Lymphatic vessel transit seeds precursors to cytotoxic resident memory T cells in skin draining lymph nodes

Abstract

Resident memory T cells (T_RM) provide rapid, localized protection in peripheral tissues to pathogens and cancer. While T_RM are also found in lymph nodes (LN), how they develop during primary infection and their functional significance remains largely unknown. Here, we track the anatomical distribution of anti-viral CD8⁺ T cells as they simultaneously seed skin and LN T_RM using a model of skin infection with restricted antigen distribution. We find exquisite localization of LN T_RM to the draining LN of infected skin.
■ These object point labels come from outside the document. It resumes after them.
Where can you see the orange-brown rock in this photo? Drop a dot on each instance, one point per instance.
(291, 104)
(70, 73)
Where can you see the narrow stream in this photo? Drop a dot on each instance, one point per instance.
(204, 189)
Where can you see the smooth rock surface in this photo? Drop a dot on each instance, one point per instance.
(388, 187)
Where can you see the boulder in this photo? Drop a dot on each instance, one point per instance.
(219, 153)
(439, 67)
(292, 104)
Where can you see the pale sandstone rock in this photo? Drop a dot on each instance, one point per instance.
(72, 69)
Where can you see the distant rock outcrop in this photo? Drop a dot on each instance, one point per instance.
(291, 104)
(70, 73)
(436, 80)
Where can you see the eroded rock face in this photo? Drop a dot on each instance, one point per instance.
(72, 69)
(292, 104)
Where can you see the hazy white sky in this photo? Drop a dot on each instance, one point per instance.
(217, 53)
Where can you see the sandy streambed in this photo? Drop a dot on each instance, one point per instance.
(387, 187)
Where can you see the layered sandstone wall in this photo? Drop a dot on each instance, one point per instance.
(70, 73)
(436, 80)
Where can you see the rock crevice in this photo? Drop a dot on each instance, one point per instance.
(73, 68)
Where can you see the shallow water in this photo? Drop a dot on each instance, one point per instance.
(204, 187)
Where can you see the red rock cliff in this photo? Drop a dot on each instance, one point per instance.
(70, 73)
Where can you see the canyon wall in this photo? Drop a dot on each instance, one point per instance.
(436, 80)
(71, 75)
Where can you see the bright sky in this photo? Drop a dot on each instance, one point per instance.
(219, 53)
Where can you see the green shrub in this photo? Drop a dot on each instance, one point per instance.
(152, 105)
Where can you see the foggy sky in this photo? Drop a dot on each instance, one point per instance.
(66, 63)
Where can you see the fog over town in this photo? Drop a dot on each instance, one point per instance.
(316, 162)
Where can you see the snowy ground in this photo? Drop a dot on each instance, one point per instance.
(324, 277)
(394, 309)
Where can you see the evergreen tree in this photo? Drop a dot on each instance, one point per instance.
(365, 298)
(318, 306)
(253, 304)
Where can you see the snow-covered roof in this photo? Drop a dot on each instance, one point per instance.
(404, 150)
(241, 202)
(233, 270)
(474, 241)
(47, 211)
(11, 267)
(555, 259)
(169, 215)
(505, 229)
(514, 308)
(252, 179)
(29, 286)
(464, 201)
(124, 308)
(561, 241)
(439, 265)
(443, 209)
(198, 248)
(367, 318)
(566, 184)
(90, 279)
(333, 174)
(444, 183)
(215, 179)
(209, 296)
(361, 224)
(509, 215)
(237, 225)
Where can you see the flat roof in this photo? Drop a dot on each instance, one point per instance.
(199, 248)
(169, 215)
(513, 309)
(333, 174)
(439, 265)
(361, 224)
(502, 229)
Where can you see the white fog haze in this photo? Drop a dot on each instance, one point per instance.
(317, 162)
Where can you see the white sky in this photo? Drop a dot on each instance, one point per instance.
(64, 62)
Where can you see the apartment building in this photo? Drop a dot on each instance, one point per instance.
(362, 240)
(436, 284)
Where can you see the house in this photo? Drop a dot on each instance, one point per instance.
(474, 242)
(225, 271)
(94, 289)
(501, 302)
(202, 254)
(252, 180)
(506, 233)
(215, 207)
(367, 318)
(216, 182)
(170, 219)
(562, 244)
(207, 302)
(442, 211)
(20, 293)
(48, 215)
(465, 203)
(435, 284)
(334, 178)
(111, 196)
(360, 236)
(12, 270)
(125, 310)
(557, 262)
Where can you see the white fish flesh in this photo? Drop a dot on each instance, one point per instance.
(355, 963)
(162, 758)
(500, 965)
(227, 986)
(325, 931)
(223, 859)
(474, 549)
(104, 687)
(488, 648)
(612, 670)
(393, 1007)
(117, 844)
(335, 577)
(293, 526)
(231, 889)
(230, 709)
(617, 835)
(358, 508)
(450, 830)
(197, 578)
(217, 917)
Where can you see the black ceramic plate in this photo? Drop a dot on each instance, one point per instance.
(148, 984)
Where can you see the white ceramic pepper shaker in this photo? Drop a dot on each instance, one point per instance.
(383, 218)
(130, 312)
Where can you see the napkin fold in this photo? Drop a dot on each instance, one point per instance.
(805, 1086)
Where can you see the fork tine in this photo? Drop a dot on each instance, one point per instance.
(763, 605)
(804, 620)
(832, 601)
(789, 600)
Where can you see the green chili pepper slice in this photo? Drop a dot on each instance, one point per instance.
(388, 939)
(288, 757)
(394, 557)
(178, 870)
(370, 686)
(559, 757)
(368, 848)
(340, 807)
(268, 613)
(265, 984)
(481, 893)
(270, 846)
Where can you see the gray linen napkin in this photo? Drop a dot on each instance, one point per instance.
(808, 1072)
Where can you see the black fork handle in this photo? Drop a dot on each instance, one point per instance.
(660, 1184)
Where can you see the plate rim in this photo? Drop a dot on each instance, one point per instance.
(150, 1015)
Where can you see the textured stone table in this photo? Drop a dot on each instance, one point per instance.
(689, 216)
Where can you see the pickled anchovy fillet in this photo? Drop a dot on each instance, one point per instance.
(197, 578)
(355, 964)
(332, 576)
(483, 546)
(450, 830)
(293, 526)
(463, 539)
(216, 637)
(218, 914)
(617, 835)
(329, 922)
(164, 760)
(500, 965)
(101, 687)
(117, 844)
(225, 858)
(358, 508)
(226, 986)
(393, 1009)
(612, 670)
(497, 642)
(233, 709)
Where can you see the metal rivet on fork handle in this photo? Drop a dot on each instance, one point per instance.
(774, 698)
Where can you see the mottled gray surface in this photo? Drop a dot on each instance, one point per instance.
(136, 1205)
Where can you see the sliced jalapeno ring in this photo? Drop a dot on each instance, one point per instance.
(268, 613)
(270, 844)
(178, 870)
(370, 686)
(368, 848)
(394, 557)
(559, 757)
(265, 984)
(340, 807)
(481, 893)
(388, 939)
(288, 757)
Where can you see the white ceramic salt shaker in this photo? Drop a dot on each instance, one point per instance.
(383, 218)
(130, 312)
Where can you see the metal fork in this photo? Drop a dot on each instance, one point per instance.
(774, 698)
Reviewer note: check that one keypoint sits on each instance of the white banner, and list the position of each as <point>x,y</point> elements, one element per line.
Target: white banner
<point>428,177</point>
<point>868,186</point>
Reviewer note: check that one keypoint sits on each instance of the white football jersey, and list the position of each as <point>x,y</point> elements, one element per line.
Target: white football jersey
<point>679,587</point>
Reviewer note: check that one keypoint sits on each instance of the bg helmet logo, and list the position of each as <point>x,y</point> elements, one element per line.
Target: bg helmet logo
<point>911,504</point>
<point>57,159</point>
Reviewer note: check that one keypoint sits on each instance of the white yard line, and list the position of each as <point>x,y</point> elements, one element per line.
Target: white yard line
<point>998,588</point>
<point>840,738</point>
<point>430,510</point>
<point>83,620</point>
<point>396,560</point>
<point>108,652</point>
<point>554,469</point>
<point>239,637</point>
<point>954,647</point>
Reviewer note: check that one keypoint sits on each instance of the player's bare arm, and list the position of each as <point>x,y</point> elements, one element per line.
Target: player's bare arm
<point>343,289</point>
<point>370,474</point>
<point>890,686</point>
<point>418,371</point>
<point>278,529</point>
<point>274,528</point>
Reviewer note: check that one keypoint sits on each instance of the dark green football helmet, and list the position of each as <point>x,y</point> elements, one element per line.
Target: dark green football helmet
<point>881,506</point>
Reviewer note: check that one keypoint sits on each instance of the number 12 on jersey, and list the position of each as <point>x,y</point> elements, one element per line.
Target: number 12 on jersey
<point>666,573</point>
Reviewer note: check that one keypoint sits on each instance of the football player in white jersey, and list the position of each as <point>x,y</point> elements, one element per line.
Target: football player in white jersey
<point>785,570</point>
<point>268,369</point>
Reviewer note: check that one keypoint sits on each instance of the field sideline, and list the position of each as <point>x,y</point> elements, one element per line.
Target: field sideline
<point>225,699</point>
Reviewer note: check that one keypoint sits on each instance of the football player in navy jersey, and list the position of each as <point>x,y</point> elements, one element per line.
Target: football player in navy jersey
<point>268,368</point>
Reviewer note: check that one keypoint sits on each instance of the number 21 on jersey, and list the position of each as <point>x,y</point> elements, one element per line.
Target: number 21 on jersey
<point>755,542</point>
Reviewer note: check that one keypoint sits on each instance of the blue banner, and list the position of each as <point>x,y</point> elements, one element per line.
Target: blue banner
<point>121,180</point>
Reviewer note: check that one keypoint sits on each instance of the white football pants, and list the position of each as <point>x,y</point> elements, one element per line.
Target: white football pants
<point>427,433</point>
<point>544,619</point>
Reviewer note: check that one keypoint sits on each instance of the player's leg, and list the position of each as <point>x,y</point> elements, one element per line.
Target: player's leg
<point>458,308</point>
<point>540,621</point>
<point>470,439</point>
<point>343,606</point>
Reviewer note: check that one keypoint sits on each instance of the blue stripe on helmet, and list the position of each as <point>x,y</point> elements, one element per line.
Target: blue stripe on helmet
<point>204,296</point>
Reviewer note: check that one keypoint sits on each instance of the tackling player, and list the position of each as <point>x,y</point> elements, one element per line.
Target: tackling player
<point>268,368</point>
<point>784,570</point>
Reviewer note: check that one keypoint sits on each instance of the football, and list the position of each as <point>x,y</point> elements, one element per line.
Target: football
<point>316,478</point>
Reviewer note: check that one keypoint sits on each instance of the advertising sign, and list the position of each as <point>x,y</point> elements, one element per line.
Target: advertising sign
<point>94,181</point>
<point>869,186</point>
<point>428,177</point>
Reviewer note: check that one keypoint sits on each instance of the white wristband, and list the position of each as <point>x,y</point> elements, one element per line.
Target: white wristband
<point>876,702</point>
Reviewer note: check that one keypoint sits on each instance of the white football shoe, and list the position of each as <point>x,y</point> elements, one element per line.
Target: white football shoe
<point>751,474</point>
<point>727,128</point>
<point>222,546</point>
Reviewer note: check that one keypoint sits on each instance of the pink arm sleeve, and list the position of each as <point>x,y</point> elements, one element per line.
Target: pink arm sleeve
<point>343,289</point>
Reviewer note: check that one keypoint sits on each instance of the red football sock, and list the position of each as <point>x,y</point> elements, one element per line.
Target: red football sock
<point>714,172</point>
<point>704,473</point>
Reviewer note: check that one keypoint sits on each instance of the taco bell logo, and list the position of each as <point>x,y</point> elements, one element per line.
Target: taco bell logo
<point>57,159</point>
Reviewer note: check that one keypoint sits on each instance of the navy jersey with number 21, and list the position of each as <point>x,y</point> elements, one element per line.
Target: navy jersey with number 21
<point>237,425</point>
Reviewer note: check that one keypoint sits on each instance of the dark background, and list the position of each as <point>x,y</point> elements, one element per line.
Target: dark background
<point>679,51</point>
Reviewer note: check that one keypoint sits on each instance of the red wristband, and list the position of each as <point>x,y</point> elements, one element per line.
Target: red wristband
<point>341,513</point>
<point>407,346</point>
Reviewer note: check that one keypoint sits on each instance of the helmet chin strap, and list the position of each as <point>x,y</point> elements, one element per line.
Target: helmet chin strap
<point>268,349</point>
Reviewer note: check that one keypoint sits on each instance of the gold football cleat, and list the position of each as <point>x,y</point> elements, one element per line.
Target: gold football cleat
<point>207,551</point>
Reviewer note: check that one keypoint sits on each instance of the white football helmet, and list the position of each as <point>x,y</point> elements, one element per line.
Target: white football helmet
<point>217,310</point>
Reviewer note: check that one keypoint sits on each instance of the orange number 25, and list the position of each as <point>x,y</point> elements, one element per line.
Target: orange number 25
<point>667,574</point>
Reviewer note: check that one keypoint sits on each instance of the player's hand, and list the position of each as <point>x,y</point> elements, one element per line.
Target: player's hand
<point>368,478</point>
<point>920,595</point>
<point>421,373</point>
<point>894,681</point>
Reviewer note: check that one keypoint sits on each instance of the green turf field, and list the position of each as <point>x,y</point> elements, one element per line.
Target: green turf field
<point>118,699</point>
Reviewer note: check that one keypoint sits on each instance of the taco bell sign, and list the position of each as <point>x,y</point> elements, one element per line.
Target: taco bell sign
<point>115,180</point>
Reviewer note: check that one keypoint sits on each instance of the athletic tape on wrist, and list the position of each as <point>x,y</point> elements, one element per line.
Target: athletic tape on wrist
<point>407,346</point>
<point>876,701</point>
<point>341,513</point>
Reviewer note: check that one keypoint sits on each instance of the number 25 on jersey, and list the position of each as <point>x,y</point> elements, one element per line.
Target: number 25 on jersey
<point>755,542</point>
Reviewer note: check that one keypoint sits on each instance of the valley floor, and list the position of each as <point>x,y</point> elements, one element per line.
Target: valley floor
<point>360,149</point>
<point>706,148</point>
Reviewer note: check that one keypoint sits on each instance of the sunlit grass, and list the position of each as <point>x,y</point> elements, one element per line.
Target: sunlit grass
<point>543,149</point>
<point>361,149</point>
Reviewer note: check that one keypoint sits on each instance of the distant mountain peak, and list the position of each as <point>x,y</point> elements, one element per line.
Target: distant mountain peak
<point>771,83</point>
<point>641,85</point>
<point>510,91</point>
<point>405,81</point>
LN T_RM formation depends on lymphatic transport and specifically egress of effector CD8⁺ T cells that appear poised for residence as early as 12 days post infection. Effector CD8⁺ T cell transit through skin is necessary and sufficient to populate LN T_RM in draining LNs, a process reinforced by antigen encounter in skin. Importantly, we demonstrate that LN T_RM are sufficient to provide protection against pathogenic rechallenge. These data support a model whereby a subset of tissue infiltrating CD8⁺ T cells egress during viral clearance, and establish regional protection in the draining lymphatic basin as a mechanism to prevent pathogen spread.

Keywords: infection; lymph nodes; lymphatic vessels; migration; resident memory.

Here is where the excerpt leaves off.